Europe can't continue having to call the white house every time there is smoke in the kitchen. First of all it's shamefull second of all it, in a very real sense, undermines the independence of the european states.

As a Case story:
Former jugoslavia. It weren't pretty.
(I havn't read up on the history so forgive me inaccuracies.)

1st leg
We stood idle as serbs (we are afterall talking about a people with the population of Denmark and 1/3 as rich) fought a war with Croatia and cleansed croatians.

2nd leg
When that war burned out, Bosnia started. A nightmare.
Forces, under the umbrella of The UN tried to stop the fighting and ethnic cleansings, which failed. Not because the UN is bad or the soldiers (many of them brits and french and other Europans) were bad or cowards. But because these forces hadn't the mandate nor the fighting power to give the (serb) agressors a prober beating - which was very much what was called for.
We then had the millitary intervention, lead by the US, which to gether with the EU nation building attempt seems to have worked.
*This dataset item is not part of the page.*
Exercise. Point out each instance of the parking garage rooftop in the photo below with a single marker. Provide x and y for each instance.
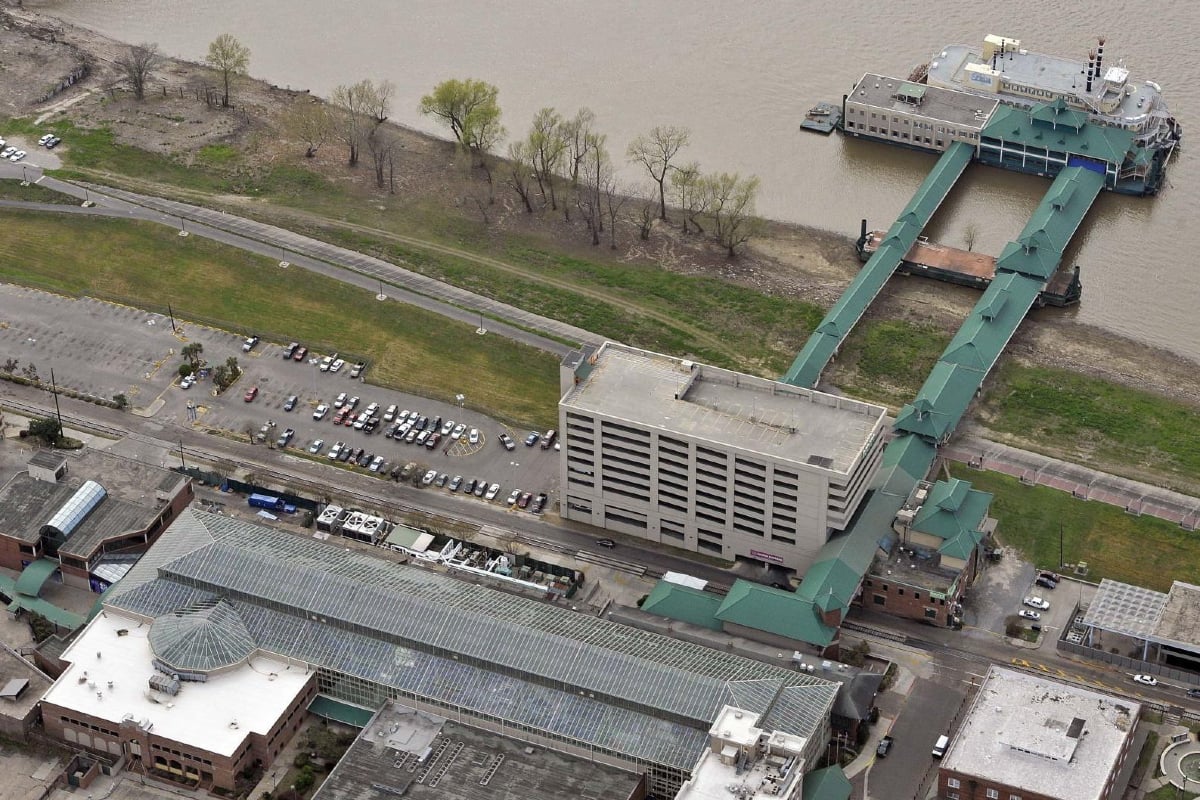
(1042, 737)
(729, 408)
3rd leg (simultanious with parts of 2nd leg)
Since we actually liked the croatians more than the serbs (you know, old habsburg) we made sure, after they had gotten a beating in the first leg, that they had an army. This army was then used to cleanse serbs (Karinja).

4th leg Kosova
Which most remember, and remains a question mark.

Now the point here is EU policies (or rather policies by countries belonging to the EU). A group of EU countries (including a very large one), as I understand it, actively contributed to the dissolution of jugoslav federation (I think that France and the UK, remained more neutral in this aspect).
Now this, policy of dissolution, was probably an OK policy - an historical necessity, if you want, But in my oppinion, when things went out of hand, the fundamental weakness of the, let's call it, majority european policy was displayed: NO force, no strength to back it up. Vice versa, things got out of hand because there were no deterent (The serbs called the bluff and went for war).

Now, why were there no Force, no strength behind this, let's call it, majority policy.
Imho, 1st of all the millitaries weren't well equiped or organised to solve the matter at hand.
2nd of all disunity (France and UK and others weren't, to my understanding, quite on the boat"). and 3rd of all: History. A couple of countries in europe still have limited space for manuvering due to some regretfull "incidents" some 60-70 years ago.

What I think we should learn of this is:

We (europeans) need to have a converging foreign policy. We has somehow to sit down and decide for a policy to deal with such matters. Having some countries do this, other countries do that, maybe even the opposite, and yet another group doing nothing simply don't work. How exactly such policy can be made, I will leave to people who are wiser than me, I will just note the need.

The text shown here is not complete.